I absolutely love back to races, and this weekend’s Phillip Island SuperSprint represents the first back to back Supercars round of 2019. Just a few days on from Symmons Plains where Scott McLaughlin took victory on Saturday and Shane Van Gisbergen won on Sunday, the grid goes at it once again at Phillip Island, one of the most spectacular settings for a race track anywhere in the world. After dominating the opening two rounds in Adelaide and Melbourne, there was a momentum shift last time out in Tasmania as the pendulum swung in Holden’s on Sunday for the first time this season. Phillip Island is a track which is very different to Symmons Plains, and the pre-season test saw four Mustangs finish in the top five cars, a result which both DJR Team Penske and Tickford will be keen to replicate this weekend. As the grid prepares to do it all again this weekend, I’ve given my thoughts on some of the biggest talking points ahead in my Phillip Island Supersprint weekend preview.

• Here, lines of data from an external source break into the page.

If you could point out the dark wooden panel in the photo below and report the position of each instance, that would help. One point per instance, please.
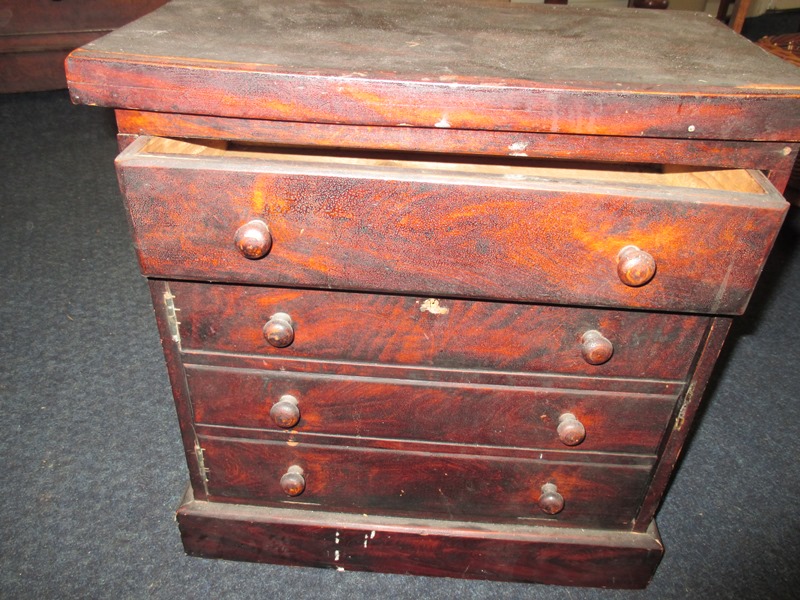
(410, 230)
(447, 486)
(465, 66)
(459, 334)
(421, 547)
(273, 362)
(467, 414)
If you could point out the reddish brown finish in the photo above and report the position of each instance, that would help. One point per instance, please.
(37, 35)
(285, 413)
(446, 334)
(635, 267)
(292, 482)
(596, 348)
(478, 235)
(391, 64)
(279, 330)
(162, 298)
(767, 156)
(571, 432)
(682, 424)
(253, 239)
(401, 545)
(443, 412)
(415, 377)
(444, 486)
(551, 502)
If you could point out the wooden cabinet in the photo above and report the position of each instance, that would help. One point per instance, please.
(439, 293)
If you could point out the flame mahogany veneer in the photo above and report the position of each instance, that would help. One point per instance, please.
(439, 289)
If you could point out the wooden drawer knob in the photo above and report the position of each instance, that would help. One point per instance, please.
(571, 432)
(279, 330)
(253, 239)
(596, 348)
(292, 482)
(285, 412)
(551, 502)
(635, 267)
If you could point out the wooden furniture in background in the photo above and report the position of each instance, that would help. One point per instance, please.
(37, 35)
(439, 290)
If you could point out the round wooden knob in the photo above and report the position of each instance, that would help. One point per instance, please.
(571, 432)
(635, 267)
(253, 239)
(292, 482)
(279, 330)
(551, 502)
(596, 348)
(285, 412)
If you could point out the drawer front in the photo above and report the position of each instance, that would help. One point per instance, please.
(440, 333)
(437, 412)
(375, 481)
(500, 236)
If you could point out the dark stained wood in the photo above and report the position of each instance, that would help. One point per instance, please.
(717, 153)
(162, 300)
(352, 542)
(444, 486)
(460, 65)
(470, 375)
(440, 412)
(476, 234)
(682, 423)
(442, 333)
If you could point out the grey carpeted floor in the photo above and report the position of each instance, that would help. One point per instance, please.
(92, 466)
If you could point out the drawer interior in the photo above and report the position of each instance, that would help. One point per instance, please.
(658, 175)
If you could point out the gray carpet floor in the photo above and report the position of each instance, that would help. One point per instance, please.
(92, 465)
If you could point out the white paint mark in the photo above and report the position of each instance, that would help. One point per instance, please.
(432, 306)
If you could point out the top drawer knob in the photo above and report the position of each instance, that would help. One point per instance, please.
(635, 267)
(279, 330)
(253, 239)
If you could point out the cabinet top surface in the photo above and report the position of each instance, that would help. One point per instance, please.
(367, 59)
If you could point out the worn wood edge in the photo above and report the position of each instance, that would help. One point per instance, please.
(594, 558)
(159, 291)
(594, 458)
(136, 156)
(657, 387)
(716, 153)
(729, 180)
(90, 72)
(681, 424)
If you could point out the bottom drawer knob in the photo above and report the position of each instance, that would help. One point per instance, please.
(551, 502)
(571, 432)
(285, 412)
(292, 482)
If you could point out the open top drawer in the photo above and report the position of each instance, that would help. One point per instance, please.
(674, 238)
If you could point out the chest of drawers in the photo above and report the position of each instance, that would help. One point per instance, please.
(439, 293)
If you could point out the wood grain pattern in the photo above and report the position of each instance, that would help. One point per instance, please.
(352, 542)
(446, 333)
(416, 231)
(454, 65)
(457, 413)
(442, 486)
(765, 156)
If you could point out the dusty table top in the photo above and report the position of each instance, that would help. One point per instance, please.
(451, 63)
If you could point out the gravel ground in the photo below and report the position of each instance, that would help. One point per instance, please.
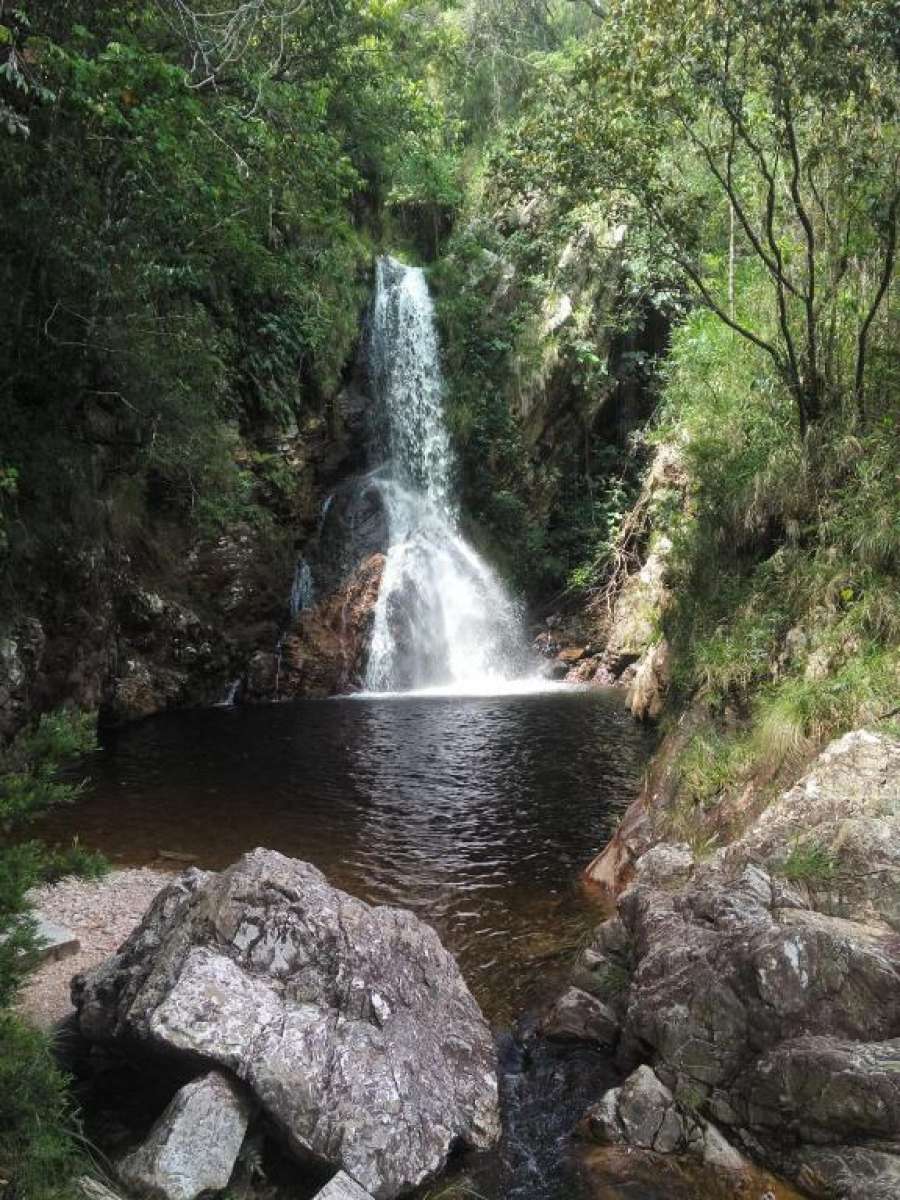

Whilst Symmons Plains has always been a strong track for Holden teams, Phillip Island has been somewhat of a Ford track the last two seasons, and a Scott McLaughlin track in particular. McLaughlin has won four out of the last six races at Phillip Island, doubling up in 2016 in the Volvo S60 and again last year for DJR Team Penske in the Falcon. 2017 was also a Ford year, with Fabian Coulthard and Chaz Mostert winning a race apiece to underline the manufacturer’s superiority on the fast, flowing circuit.
Any hopes of Holden fans that a new car for Ford would dent their form at Phillip Island were put to bed at the 2019 pre-season test where the six Mustangs finished 1st, 2nd, 3rd, 5th, 8th and 10th on the timesheets. I think despite the centre of gravity changes made after Melbourne the Mustang is going to be too strong for the Commodore this weekend, and it’s going to be a challenge to topple DJR Team Penske and Tickford. Tickford, in particular, will be keen to bounce back after a tough Tasmania weekend, and for Mostert and Waters, two drivers with ambitions of challenging for the Supercars title, this weekend’s Supersprint represents a perfect chance to get back onto the podium.
Pit Lane Trials
Following on from the drama in the pit lane in Adelaide, Supercars will trial closing the pitlane under the safety car this weekend. It is hoped that eliminating stacking when the safety car is called will improve safety and remove the need to the field to rush into the pits all at once to take a pitstop.
Not being able to pit under the safety car provides a fascinating new strategic element to this weekend’s races at Phillip Island, especially with the longer race on Sunday. With the advantage of being able to pit under the safety car now gone, it is possible that the optimal strategy will include pitting as early as possible and it adds a level of uncertainty into the race. It’s uncertainty which can be reduced and managed with strategy, but I can’t help but feel that if a safety car comes out, an eventual winner could be helped by a little bit of luck.
Reset Time For Whincup?
Going into Tasmania I thought that Symmons Plains was going to be Whincup’s weekend, but an uncharacteristically tough Saturday and Sunday saw him score just a 25th and a 5th place finish. He fell to 3rd in the standings, 160 points off McLaughlin but Phillip Island is a track he scored 2nd at in 2016 and 2017 and Whincup will be keen to ensure that he regains momentum going into an important part of the season.
His race pace on Sunday at Symmons Plains was strong, and he rose from outside the top ten to 5th at the flag but the key for Whincup at Phillip Island will be qualifying strongly, something which he failed to do last time out. If he qualifies well, then you can count on to be near to or on the podium at the end of the race. But qualify poorly, and he risks being swallowed into the mid-pack for another weekend and losing valuable ground in the championship.
Milestone Weekend For Scott Pye
Race nine of the season on Saturday will mark Scott Pye’s 200th main game start of his career, a run stretching back to his enduros debut with Lucas Dumbrell Motorsport in 2012. To mark the achievement, Pye will race with the #200 on the car instead of his regular #2, but he’s one driver who I still don’t think we’ve seen the best of yet in Supercars.
A tough start to 2019 sees Pye enter Phillip Island 16th in the championship standings with just two top ten finishes all season. However, Symmons Plains saw him run consistently in the top on Sunday and he has had success at Phillip Island before, with a podium finish for DJR Team Penske in 2016. Pye has comprehensively beaten his teammate James Courtney at Walkinshaw for each of the last two seasons and finished 2018 a fantastic 7th in the standings. Given the pace of the Mustang at Phillip Island earlier this year, it’s unlikely that Pye will be repeating his 2016 achievements at the circuit. However, two top ten finishes would represent a brilliant result, and signal that his 2019 season is finally heading in the right direction.